2006 : la jeunesse contre le CPE
2016 : le CPA = le CPE pour tous

Le projet de loi de Myriam El Khomri, ministre du travail comporte un ensemble de mesures pour disloquer les garanties collectives inscrites dans le code du travail, organiser la précarisation à vie de la jeunesse, de tous les salariés, y compris des fonctionnaires (un article veut autoriser le gouvernement à procéder par ordonnance pour instaurer l’individualisation des droits contre le statut). Ce projet n’est ni négociable, ni amendable : l’unité doit se réaliser pour son retrait pur et simple.

L’article ci-dessous met en évidence l’impact de cette loi sur les fonctionnaires et contre le statut.
A lire dans le n°7 de la revue L’émancipation (mars 2016). http://www.emancipation.fr/spip.php?article1279
29 février 2016

Boycott de “l’agenda social” du gouvernement

UNITÉ CONTRE LE CPA, MORT ANNONCÉE DU STATUT

Le compte personnel d’activité (CPA) est une des pièces maitresse du plan de mise à mort du statut des fonctionnaires arraché en 1945 et du droit du travail dont les fondements s’appuient sur plus d’un siècle de luttes ouvrières. Ce plan s’inscrit aujourd’hui dans le projet de loi de Myriam El Khomri, ministre du travail.

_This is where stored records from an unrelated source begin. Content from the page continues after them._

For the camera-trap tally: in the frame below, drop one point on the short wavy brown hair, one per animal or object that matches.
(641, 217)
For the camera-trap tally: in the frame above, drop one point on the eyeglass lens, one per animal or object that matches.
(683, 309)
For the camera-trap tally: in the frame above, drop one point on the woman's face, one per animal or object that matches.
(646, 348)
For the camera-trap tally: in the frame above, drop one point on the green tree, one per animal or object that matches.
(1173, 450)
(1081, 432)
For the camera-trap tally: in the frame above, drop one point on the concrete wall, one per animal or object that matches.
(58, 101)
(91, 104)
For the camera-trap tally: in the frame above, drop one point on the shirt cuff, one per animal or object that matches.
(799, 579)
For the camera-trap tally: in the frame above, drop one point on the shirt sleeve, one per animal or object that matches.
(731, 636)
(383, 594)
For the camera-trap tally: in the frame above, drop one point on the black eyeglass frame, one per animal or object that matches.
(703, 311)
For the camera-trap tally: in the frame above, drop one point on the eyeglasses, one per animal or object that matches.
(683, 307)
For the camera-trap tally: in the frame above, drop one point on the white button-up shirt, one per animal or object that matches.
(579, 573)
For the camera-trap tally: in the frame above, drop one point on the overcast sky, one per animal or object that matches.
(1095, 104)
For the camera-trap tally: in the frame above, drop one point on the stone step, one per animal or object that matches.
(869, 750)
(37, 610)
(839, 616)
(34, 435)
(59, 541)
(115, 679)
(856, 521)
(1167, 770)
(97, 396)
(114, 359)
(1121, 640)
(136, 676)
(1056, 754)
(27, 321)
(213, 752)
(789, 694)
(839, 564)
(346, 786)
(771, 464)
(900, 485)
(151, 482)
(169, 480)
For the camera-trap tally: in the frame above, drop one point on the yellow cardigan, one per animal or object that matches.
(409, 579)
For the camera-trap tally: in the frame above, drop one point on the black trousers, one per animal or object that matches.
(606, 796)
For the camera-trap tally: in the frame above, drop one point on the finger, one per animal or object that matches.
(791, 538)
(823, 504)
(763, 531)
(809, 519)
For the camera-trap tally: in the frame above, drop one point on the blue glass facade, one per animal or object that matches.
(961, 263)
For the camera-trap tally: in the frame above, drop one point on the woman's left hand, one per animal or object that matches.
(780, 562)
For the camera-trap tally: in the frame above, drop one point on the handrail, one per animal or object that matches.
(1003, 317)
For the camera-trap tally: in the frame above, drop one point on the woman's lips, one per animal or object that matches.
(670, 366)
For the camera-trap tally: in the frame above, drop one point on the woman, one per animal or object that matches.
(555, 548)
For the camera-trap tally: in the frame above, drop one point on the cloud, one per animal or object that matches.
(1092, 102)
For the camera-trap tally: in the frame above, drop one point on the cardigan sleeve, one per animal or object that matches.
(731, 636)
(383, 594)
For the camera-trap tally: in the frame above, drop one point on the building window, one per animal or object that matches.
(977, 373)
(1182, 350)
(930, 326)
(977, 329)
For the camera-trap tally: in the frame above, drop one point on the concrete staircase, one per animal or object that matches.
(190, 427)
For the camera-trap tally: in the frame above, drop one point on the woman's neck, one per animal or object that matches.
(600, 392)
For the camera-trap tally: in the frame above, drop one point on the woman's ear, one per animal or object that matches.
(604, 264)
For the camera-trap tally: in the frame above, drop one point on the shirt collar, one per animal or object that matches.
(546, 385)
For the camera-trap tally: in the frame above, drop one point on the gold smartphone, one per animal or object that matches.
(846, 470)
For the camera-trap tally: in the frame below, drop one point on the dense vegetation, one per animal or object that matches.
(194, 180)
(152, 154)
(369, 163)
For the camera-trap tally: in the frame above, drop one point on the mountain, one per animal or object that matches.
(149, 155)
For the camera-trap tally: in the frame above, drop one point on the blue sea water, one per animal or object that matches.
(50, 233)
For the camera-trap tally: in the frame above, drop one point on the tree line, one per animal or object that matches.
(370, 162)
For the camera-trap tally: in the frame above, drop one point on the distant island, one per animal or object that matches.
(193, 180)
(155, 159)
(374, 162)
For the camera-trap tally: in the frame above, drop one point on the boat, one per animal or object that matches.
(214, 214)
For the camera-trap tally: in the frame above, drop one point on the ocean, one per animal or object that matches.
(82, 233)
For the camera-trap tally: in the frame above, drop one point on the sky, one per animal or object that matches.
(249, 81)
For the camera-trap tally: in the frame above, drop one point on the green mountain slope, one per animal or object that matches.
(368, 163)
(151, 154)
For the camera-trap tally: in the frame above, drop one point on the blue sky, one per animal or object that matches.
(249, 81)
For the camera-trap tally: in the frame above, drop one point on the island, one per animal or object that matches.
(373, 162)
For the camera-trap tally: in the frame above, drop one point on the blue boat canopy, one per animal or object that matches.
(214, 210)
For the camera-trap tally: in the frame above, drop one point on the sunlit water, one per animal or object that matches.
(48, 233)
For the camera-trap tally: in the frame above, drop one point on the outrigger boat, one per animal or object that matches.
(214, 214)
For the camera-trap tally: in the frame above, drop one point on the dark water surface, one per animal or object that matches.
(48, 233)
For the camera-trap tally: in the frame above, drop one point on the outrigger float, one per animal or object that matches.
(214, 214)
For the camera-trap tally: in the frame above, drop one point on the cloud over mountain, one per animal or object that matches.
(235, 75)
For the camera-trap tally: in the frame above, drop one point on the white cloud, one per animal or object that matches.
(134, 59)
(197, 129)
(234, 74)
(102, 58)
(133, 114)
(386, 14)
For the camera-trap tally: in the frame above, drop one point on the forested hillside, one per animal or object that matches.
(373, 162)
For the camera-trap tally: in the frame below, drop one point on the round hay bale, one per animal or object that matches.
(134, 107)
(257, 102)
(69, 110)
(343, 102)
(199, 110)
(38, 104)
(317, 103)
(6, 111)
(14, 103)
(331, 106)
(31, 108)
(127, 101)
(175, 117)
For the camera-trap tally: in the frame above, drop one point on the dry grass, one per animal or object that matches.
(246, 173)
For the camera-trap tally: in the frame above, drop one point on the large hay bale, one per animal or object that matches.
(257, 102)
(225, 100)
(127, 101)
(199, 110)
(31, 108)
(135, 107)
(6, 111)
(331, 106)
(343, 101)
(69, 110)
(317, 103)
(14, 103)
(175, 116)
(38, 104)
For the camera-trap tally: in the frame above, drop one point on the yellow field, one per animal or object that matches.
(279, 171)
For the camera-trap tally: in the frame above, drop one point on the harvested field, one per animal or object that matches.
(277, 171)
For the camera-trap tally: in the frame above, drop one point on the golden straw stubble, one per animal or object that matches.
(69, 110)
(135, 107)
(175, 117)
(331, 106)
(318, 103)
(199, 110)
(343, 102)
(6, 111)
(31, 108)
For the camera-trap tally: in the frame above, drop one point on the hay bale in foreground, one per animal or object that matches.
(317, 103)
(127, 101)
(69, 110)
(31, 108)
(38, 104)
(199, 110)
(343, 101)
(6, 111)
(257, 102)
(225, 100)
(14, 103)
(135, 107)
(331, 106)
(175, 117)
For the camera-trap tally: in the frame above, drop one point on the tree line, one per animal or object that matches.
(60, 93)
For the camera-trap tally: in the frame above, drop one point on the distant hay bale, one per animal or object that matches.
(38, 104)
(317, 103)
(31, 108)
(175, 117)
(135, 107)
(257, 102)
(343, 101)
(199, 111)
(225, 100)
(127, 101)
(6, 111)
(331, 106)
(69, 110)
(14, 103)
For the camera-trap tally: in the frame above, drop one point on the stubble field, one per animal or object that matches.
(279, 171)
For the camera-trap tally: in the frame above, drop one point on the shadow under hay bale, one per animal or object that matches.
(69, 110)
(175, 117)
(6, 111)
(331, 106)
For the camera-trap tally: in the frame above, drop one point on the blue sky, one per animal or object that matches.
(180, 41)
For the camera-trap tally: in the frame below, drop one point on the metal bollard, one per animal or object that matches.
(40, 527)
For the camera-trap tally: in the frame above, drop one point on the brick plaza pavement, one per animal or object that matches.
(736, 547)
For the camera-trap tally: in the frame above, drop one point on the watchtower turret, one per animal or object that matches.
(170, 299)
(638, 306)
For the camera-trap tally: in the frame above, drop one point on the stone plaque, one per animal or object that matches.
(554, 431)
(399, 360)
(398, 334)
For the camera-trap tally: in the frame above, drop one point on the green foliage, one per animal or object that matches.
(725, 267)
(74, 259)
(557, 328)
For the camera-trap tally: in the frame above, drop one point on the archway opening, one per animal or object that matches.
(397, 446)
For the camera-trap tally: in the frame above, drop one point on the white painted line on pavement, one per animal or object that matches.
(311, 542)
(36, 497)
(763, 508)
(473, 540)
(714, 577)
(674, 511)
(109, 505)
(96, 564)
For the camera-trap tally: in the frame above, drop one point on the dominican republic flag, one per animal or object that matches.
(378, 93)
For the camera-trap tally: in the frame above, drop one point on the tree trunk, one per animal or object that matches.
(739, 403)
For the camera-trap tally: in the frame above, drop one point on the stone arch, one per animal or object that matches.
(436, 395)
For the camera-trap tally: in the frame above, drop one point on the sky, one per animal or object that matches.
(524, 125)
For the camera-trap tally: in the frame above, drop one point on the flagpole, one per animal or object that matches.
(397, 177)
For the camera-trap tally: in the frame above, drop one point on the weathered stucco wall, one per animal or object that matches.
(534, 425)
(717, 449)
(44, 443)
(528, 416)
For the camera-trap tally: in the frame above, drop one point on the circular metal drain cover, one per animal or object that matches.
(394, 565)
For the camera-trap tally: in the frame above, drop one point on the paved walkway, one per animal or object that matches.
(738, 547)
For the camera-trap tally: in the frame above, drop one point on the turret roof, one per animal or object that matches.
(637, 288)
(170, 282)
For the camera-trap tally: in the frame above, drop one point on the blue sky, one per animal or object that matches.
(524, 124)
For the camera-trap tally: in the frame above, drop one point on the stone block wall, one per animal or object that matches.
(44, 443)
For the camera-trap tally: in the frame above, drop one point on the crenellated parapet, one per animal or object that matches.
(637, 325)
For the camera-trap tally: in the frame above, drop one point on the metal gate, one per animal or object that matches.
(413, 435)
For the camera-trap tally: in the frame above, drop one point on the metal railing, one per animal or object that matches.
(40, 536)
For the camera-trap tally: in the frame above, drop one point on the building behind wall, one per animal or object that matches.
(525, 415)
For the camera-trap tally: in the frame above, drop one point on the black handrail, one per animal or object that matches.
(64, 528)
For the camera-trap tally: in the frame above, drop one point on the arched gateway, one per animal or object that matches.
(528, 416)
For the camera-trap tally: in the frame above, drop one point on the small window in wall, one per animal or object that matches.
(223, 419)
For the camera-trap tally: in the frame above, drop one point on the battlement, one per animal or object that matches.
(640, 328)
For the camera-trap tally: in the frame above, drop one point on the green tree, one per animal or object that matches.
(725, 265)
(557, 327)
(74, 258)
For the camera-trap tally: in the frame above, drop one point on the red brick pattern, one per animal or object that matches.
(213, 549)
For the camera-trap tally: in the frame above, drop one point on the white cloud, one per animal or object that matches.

Nous n’aborderons dans cet article qu’un seul aspect de ce projet de loi : les dernières annonces contre le statut des fonctionnaires.

Dans la continuité des “concertations” et négociations sur la “modernisation de la Fonction publique” appelées aussi PPCR, qui permettent au gouvernement de porter de graves atteintes au statut (suppression du rythme minimal d’avancement, mobilité…) et qui apportent la caution des directions syndicales au blocage du point d’indice, un nouveau calendrier de “concertations” sur les contre-réformes gouvernementales a été présenté, le 8 février, aux fédérations syndicales.

Annick Girardin, nouvellement nommée ministre de la Fonction publique, a pour mission d’assurer la poursuite des “chantiers” déjà engagés et le départ de nouvelles offensives.

Nombre de directions syndicales dénoncent aujourd’hui les importantes régressions que comportent le projet de loi sur la déontologie, les droits et les obligations des fonctionnaires discuté au Parlement : corpus de "valeurs" limitant sérieusement la liberté d’expression des fonctionnaires, système de sanctions renforcé, extension de l’apprentissage, du recrutement en CDI, etc. Et le Sénat d’ajouter le rétablissement des trois jours de carence en cas d’arrêt maladie, l’obligation de réserve... Ces directions syndicales ont-elles donc “oublié” les mois de “concertations” qui ont apporté la caution des syndicats à cette loi ?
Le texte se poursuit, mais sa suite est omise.